Her çocuk gibi üstün yetenekli çocuğun sosyal-duygusal gelişiminin desteklenmesi için etkili anne-baba tutumlarına ve sağlıklı iletişime ihtiyaç duyulmaktadır. Üstün yetenekli bireylerin yaşayabileceği sosyal-duygusal problemler, doğrudan çocuğun üstün yetenekli olma özelliğinden kaynaklanmayabilir. Bu noktada aile ve sosyal çevre ilişkileri ile çocuğun desteklenme biçiminin göz ardı edilmemesi gerekmektedir.

Üstün Yeteneklilikte Aile Eğitimi:
Ailenin farklılığa uyumunu kolaylaştıran etmenlerden biri, hem çocuğun hem de ailenin gereksinimlerini karşılamaya yardım edecek ve ailelerin karşılaştıkları sorunlarla başa çıkmalarını kolaylaştıracak destek hizmetlerini sağlamaktır. Çocuğun ve ailenin davranışlarını ve çeşitli alanlardaki gelişimlerini etkileyerek, yeterliliklerini güçlendirecek en önemli sosyal desteklerden biri aile eğitimidir. Üstün yetenekli çocukların gereksinimlerinin karşılanmasında önemli bir role sahip olan aile eğitimi ve destek programlarının etkili olabilmesi ise hazırlanan programın aileye uygunluğuna bağlıdır.

Aile Eğitim Programları;

Temel iletişim becerileri, disiplin anlayışı, sınır koyma,

  • Üstün yeteneklilik tanımı, tanılama araçları, tanılama için hangi kurumlara başvurulması gerektiği, çocuğun üstün yetenekli olduğunu bilmenin önemi, özel eğitimin ne olduğu, eğitim imkân ve haklarının neler olduğu,
  • Anne babaların, çocuklarının üstün yetenekli olduğunu öğrendiklerinde yaşadıkları duygusal karmaşa ile başa çıkma yöntemleri,
  • Üstün yetenekli çocukların sahip oldukları belirtilen özellikler, söz konusu özelliklerle başa çıkabilme/destekleme becerileri ve bireysel farklılıkları,
  • Merak, yaratıcılık, problem çözme, karar verme becerisi, mükemmeliyetçilik (olumlu/olumsuz) gibi özellikler, özelliklerin nasıl destekleneceği, olumlu davranış kazandırma, geleceği planlama vb. ile ilgili konuları içerebilir.

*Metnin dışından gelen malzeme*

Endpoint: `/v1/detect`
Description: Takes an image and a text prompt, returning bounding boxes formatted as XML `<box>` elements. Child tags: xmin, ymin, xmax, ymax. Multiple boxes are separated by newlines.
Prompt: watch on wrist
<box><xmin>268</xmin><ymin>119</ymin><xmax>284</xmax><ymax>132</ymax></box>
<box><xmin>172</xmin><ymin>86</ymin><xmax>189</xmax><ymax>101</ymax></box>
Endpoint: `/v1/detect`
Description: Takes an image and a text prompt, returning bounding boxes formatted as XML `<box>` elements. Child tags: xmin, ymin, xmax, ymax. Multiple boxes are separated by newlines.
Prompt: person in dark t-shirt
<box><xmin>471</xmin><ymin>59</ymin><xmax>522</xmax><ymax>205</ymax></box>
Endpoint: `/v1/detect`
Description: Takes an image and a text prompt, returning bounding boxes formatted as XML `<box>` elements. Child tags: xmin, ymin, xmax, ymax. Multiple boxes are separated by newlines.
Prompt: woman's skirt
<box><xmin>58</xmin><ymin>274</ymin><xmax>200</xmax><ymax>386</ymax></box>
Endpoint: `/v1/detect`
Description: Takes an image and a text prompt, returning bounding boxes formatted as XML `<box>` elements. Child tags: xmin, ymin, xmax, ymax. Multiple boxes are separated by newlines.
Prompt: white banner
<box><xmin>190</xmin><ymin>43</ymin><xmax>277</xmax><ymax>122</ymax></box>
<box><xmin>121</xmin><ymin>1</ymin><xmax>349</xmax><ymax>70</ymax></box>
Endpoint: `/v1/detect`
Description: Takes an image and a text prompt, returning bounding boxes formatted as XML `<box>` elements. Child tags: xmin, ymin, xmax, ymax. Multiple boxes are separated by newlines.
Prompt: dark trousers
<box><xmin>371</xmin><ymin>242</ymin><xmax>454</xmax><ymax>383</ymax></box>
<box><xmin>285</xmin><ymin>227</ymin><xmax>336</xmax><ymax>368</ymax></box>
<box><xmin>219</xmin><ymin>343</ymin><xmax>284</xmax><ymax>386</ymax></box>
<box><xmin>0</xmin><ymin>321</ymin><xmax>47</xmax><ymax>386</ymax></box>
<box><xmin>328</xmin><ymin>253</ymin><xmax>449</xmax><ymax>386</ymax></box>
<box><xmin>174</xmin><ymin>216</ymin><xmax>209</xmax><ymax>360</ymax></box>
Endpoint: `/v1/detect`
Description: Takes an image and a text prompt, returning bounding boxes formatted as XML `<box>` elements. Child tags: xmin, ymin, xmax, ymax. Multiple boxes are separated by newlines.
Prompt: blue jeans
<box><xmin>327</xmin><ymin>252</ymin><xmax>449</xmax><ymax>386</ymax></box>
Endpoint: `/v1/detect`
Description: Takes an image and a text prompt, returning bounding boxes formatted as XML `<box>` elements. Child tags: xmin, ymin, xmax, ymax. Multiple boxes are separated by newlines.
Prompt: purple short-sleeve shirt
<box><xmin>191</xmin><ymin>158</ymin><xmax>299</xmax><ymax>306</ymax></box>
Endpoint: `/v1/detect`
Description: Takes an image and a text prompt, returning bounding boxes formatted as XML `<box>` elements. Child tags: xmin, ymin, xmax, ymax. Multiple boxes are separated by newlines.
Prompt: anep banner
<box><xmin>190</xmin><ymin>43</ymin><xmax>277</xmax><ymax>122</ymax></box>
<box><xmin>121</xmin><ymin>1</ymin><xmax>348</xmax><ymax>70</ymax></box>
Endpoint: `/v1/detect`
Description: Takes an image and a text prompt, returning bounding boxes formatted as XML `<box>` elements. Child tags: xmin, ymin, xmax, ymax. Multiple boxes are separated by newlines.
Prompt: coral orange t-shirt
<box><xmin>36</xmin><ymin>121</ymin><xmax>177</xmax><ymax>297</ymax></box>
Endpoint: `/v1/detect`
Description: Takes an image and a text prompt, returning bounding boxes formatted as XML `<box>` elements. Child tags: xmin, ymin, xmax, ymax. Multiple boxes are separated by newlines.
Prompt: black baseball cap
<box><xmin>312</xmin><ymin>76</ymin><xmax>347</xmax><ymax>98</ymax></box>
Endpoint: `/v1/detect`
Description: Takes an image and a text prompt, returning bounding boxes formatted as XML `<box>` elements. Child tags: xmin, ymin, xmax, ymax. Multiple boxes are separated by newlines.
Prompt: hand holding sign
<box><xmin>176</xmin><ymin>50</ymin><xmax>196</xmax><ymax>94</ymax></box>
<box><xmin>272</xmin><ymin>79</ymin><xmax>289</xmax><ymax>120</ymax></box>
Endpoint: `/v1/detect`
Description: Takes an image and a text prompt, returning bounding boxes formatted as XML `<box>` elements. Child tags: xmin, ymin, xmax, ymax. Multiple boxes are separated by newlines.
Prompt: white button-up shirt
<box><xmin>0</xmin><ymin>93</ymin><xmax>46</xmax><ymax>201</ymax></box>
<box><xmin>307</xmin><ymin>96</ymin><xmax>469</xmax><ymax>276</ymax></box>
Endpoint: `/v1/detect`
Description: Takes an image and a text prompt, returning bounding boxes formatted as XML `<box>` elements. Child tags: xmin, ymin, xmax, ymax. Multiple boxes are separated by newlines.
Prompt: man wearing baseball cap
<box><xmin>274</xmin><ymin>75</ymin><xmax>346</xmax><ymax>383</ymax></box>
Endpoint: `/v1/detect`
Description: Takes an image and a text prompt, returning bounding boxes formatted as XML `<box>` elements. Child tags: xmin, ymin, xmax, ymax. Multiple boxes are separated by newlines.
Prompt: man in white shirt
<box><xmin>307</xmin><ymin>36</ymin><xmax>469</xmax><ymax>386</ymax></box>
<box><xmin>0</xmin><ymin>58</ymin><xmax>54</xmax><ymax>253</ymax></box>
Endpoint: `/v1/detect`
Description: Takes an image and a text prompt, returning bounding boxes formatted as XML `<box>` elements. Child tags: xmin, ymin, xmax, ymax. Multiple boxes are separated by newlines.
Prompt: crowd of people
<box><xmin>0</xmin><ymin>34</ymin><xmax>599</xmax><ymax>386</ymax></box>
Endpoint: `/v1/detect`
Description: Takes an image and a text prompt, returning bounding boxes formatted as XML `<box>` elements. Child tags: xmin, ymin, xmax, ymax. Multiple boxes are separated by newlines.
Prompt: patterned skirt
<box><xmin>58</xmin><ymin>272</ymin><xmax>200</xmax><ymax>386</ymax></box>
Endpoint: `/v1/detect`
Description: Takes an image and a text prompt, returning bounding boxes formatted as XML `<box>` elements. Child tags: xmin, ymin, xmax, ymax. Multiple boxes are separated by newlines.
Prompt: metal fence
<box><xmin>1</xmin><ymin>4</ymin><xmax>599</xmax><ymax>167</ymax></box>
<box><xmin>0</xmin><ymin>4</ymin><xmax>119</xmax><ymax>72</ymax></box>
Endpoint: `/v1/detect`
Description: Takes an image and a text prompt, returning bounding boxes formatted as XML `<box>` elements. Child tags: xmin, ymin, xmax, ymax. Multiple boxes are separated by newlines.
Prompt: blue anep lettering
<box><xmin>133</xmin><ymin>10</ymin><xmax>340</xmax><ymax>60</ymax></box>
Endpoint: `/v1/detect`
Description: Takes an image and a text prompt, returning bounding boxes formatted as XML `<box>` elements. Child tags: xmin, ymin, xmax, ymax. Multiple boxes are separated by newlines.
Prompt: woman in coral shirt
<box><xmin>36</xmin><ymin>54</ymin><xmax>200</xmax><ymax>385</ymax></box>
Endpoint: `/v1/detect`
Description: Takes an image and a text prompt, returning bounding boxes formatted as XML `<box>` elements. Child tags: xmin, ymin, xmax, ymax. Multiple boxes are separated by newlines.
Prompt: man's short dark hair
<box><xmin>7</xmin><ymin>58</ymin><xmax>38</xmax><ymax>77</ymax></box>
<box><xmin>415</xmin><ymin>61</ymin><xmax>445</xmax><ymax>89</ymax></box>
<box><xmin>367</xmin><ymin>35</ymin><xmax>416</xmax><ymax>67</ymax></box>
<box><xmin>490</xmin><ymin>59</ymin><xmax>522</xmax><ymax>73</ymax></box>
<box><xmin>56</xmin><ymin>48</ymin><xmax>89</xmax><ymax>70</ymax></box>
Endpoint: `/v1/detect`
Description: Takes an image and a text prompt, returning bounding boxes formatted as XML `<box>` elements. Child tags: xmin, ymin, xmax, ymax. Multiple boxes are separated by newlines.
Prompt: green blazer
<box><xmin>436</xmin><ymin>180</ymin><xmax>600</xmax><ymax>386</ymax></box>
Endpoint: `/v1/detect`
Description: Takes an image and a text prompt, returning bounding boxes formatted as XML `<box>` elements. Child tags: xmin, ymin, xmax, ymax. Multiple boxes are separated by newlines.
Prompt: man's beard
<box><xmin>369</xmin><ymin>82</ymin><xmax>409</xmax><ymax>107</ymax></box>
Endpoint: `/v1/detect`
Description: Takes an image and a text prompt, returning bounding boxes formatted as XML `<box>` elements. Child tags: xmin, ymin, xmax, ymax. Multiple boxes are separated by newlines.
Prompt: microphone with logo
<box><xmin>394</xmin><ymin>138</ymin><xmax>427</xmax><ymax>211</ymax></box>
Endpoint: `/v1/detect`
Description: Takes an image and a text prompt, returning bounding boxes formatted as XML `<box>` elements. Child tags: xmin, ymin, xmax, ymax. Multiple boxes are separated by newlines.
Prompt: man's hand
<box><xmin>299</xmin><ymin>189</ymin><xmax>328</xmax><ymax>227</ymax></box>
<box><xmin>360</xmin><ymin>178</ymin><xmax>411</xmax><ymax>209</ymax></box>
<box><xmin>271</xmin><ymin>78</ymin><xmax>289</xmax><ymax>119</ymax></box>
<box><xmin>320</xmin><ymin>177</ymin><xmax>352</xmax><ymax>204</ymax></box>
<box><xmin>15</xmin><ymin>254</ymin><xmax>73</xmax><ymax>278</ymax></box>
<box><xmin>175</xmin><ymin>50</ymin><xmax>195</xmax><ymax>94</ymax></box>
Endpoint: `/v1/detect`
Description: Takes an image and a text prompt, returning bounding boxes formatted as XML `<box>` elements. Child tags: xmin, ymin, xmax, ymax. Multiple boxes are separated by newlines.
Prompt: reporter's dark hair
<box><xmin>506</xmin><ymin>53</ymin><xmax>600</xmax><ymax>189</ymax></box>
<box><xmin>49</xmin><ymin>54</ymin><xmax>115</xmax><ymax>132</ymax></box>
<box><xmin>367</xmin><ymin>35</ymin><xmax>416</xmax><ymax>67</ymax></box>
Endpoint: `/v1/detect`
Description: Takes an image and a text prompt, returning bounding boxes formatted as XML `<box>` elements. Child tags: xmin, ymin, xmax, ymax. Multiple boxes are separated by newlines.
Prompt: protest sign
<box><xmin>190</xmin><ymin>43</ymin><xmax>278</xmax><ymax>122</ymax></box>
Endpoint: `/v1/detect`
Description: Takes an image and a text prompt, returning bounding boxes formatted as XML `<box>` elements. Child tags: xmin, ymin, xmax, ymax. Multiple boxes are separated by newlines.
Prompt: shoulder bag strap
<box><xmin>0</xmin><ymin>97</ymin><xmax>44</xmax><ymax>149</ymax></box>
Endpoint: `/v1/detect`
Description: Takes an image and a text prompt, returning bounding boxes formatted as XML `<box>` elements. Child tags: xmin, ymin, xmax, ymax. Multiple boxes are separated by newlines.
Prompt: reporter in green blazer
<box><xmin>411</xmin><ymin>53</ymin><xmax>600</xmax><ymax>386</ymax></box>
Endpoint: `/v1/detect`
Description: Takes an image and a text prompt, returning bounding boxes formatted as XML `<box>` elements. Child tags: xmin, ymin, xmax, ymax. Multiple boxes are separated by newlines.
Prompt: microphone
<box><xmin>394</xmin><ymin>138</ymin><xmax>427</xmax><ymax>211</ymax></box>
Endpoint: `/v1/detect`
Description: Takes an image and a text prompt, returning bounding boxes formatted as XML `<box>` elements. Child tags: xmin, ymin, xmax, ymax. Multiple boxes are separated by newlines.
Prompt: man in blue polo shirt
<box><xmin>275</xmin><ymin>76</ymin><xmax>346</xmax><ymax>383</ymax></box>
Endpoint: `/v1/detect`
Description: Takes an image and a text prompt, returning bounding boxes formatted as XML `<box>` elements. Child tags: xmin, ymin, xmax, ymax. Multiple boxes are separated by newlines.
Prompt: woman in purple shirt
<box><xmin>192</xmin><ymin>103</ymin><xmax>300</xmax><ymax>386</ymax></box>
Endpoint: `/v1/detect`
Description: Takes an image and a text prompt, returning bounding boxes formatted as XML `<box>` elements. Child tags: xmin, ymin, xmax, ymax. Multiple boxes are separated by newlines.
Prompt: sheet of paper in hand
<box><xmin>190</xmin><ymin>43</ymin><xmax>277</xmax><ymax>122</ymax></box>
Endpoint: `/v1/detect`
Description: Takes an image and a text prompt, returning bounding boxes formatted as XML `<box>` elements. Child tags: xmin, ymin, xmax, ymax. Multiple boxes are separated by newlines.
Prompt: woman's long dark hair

Aile ihtiyaçları çerçevesinde planlanan eğitim programları ile ailelerin deneyimlerini paylaşması, ilgili konularda desteklenmesi sağlanarak, çocuğun hem aile üyeleri hem de sosyal çevreyle etkileşimine katkı sağlanmaktadır.

Aile eğitimi ile:

  • Anne-baba eğitim sürecinde aktif olarak yer alır.
  • Eğitimde okul-aile iş birliği sağlanır.
  • Anne-babalar kendilerini daha yeterli hisseder ve çocuklarına daha olumlu yaklaşır.
  • Ailelerin etkileşime girmeleri sağlanır.
  • Ailelerin deneyim ve bilgilerini birbirleriyle paylaşmalarına fırsat verilir.
  • Anne-babalar çocuklarına gerekli becerileri nasıl öğreteceklerini öğrenir.

Kazandırılması gereken karakter ve değerler eğitimi konusunda ailelerin bilinçlenmeleri sağlanır.
Aile eğitimi, üstün yetenekli çocuğun eğitim sürecinin ayrılmaz bir parçasıdır. Erken dönemden itibaren ailenin sürece katılımı, çocuğun psiko-sosyal gelişimi ve eğitimine önemli katkı sağlayacaktır.